2. (Sept. Α᾿φέκ.) A city in the tribe of Issachar, not far from Jezreel, where the Philistines twice encamped before battles with the Israelites (1Sa 4:1; 1Sa 29:1; comp. 28:4). Either this or the preceding, but most probably this, was the Aphek (Sept. Α᾿φακά) mentioned in Jos 12:18, as a royal city of the Canaanites. Reland (Palest. p. 572) and others (e.g. Schwarz, Palest. p. 136) assume that the Aphek of 1Sa 4:1, must have been in the tribe of Judah, because presumed to be near Mizpeh (comp. 1Sa 7:12); but this is unnecessary. SEE APHEKAH. Josephus calls it Apheca (Α᾿φεκά, Ant. 5,11, 1; 8:14, 4). Eusebius (Onomast. ῎Αφερ) places it in the vicinity of Endor. Schwarz (Palest. p. 168), confounding this Aphek with that of 1Ki 20:26, seeks it in the village of Fuknah, two miles east of En-Gannim; but this is beyond the territory of Issachar. Kiepert (Wandkarte von Palast. 1856) locates it between the river Kishon and Shunem, apparently at El-Afuleh, where the Crusaders placed it (Van de Velde, Memoir, p. 286), or, rather, at the neighboring El-Fuleh, a ruined village (Robinson's Researches, 3, 163, 176, 181).

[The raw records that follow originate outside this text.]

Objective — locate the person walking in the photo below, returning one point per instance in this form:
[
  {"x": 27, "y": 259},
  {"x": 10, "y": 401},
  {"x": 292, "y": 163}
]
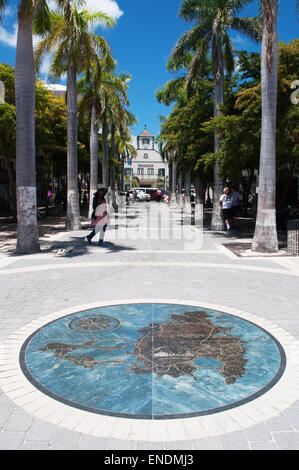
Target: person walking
[
  {"x": 225, "y": 203},
  {"x": 237, "y": 198},
  {"x": 99, "y": 218}
]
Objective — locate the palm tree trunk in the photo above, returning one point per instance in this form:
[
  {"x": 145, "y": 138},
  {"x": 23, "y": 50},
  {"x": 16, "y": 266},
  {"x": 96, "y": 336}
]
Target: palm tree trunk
[
  {"x": 187, "y": 187},
  {"x": 265, "y": 235},
  {"x": 27, "y": 237},
  {"x": 94, "y": 156},
  {"x": 217, "y": 222},
  {"x": 173, "y": 182},
  {"x": 73, "y": 209},
  {"x": 112, "y": 176},
  {"x": 105, "y": 169}
]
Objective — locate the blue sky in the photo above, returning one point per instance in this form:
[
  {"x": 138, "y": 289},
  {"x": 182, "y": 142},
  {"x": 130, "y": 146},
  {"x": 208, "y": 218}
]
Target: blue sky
[{"x": 141, "y": 42}]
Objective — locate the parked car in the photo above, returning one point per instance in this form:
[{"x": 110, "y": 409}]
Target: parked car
[
  {"x": 154, "y": 193},
  {"x": 142, "y": 196}
]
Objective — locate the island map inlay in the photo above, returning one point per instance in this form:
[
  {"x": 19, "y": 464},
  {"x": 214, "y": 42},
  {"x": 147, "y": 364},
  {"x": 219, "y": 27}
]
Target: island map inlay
[{"x": 152, "y": 361}]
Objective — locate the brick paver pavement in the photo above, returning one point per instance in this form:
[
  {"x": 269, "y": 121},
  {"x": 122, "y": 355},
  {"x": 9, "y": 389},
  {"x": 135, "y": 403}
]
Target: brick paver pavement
[{"x": 153, "y": 262}]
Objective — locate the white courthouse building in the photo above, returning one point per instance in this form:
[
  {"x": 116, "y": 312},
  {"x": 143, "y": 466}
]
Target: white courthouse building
[{"x": 148, "y": 166}]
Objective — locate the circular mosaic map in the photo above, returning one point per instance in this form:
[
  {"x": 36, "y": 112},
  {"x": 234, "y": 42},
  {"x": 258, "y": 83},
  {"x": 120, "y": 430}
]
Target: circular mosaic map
[{"x": 152, "y": 361}]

Bible concordance for APHEK.

3. (Sept. Α᾿φεκά.) A town near which Benhadad was defeated by the Israelites (1Ki 20:26), evidently on the military road between Damascus and Palestine. It was walled (1Ki 20:30), and was apparently a common spot for engagements with Syria (2Ki 13:17). The use of the word הִמַּשׁוֹר (Auth. Vers. "the plain") in 1Ki 20:25, fixes the situation of Aphek to have been in the level down-country east of the Jordan, SEE MISHOR, and it seems to correspond to the Apheca of Eusebius (Onomast. Α᾿φεκά), a large castle situated near Hippo, east of the Sea of Galilee. Josephus also (Ant. 8, 14, 4) calls it Apheca (Α᾿φεκά), and it appears to have been in the tower of this place (πύργος Α᾿φεκοῦ) that some of the insurgent Galilaeans threw themselves during the war with Cestius Gallus (Joseph. War, 2, 19, 1). The same place is probably mentioned by Burckhardt, Seetzen, and others, under the name of Fik or

Afik (see Gesen. in Burckhardt, Reise, 1, 539). It is a village on the top of a mountain, containing about two hundred families, who dwell in huts built out of the ruins of the ancient city, which appears to have been peculiarly situated so as to cause the ruin of the Syrian army by an earthquake (Thomson's Land and Book, 2, 52, 53).